From 08908175782573c536cb485092e473c7f1729281 Mon Sep 17 00:00:00 2001
From: Jean-Noel Rouvignac <jean-noel.rouvignac@forgerock.com>
Date: Fri, 28 Mar 2014 11:50:04 +0000
Subject: [PATCH] OPENDJ-1177 (CR-3278) Re-implement changelog purging logic
---
opends/src/server/org/opends/server/replication/server/changelog/je/JEReplicaDB.java | 354 +++++++++++++++++++++++++++++-----------------------------
1 files changed, 176 insertions(+), 178 deletions(-)

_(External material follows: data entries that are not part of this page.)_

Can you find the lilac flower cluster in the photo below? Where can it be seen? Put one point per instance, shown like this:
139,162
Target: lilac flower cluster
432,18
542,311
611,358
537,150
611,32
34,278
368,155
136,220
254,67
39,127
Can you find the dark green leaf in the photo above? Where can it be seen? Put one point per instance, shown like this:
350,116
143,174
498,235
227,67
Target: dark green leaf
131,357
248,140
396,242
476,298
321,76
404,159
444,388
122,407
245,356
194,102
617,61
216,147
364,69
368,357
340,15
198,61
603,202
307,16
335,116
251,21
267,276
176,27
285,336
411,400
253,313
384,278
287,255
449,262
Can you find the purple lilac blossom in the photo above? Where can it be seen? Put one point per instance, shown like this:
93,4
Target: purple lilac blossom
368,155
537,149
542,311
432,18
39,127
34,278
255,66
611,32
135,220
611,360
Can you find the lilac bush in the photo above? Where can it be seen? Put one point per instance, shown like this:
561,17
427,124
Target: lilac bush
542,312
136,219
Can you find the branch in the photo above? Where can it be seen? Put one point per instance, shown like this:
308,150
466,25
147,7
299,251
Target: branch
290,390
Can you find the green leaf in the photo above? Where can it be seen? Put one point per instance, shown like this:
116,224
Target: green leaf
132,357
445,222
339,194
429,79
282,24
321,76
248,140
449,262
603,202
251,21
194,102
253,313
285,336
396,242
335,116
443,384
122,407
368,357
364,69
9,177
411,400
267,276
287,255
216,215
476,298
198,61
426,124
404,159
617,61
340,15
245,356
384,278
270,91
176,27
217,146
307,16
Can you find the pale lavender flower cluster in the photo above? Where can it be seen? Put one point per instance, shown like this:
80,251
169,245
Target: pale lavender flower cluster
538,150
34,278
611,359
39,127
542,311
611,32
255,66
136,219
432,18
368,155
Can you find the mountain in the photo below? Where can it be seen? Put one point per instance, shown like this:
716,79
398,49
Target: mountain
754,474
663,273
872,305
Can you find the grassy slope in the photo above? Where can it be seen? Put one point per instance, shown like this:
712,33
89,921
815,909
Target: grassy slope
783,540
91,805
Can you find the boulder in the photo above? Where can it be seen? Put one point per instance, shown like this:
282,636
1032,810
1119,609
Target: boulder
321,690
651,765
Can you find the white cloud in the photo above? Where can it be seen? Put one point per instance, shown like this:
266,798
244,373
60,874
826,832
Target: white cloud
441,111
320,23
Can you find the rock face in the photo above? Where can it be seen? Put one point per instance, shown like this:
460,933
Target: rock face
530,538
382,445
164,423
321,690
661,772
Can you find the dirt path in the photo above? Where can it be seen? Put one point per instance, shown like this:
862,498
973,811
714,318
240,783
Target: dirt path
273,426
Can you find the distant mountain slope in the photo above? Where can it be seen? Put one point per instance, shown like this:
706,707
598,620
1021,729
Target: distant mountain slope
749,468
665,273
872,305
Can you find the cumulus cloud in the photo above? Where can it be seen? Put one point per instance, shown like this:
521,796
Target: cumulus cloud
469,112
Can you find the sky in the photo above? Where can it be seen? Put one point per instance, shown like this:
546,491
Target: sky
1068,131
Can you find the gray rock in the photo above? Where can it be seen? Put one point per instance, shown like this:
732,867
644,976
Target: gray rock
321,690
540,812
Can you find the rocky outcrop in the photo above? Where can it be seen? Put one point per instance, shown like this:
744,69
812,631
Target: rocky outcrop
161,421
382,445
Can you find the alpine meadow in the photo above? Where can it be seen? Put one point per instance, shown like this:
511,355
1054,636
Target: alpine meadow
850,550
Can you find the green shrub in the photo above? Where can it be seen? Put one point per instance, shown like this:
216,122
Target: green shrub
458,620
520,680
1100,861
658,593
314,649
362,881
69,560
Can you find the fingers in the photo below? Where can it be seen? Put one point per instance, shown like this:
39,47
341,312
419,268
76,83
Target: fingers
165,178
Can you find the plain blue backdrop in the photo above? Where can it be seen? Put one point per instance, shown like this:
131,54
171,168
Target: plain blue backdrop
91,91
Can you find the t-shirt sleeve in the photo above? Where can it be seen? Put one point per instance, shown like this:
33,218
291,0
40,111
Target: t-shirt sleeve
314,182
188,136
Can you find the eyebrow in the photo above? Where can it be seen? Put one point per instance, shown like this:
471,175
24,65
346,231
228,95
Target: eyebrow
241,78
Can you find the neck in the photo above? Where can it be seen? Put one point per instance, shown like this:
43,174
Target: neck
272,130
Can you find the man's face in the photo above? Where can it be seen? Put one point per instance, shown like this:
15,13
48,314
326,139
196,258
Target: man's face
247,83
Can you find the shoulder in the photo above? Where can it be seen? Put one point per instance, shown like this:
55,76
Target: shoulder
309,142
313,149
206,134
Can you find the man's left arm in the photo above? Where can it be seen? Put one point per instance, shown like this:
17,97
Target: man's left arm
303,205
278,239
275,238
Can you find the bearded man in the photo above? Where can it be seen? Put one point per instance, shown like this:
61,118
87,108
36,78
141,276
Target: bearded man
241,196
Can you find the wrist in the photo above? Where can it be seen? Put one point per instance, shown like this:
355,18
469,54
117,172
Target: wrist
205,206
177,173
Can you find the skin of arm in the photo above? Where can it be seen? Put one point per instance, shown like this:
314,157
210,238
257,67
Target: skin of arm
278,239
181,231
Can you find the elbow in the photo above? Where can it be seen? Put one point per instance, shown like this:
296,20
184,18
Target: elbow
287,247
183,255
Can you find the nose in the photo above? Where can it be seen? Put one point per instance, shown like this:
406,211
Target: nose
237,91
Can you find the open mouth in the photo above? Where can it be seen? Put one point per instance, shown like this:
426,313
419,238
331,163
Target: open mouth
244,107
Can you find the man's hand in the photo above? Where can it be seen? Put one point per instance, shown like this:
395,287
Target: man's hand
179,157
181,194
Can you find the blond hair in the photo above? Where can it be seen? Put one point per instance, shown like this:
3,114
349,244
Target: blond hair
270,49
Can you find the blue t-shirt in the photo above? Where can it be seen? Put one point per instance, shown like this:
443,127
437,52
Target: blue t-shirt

diff --git a/opends/src/server/org/opends/server/replication/server/changelog/je/JEReplicaDB.java b/opends/src/server/org/opends/server/replication/server/changelog/je/JEReplicaDB.java
index b85d132..4426b0f 100644
--- a/opends/src/server/org/opends/server/replication/server/changelog/je/JEReplicaDB.java
+++ b/opends/src/server/org/opends/server/replication/server/changelog/je/JEReplicaDB.java
@@ -22,7 +22,7 @@
*
*
* Copyright 2006-2010 Sun Microsystems, Inc.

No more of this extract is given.